1983... (A Merman I Should Turn to Be)

Written and produced by Jimi Hendrix, the song features flute player Chris Wood of the band Traffic, and at over 13 minutes in duration is the second longest track released by the group (after "Voodoo Chile").

[8] For the released version, Hendrix plays all guitars, vocals, percussion and bass (Noel Redding was absent from the track), with Mitchell on drums and Wood on flute.

[11] In an interview with Jane De Mendelssohn for International Times in 1969, Hendrix explained the significance of the track to be "something to keep your mind off what's happening … but not necessarily completely hiding away from it like some people do".

Writing for the BBC in 2007, critic Chris Jones described the track as a "stoned classic", praising the way it "[utilises] washes of backwards tape, jazzy timeshifts and far out fish-friendly lyrics to tell the tale of future apocalypse and return to the oceans".

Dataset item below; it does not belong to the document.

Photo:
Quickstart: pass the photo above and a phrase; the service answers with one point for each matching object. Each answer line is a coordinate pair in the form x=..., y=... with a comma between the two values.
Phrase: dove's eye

[15] American music magazine Rolling Stone treated the song slightly differently: Dedicating a paragraph of his 1968 review of Electric Ladyland to the track, writer Tony Glover summarised the lyrical content of the song before noting that "With tape loops, melancholy guitar and the flute of Chris Wood ... Hendrix structures a beautiful undersea mood – only to destroy it with some heavy-handed guitar.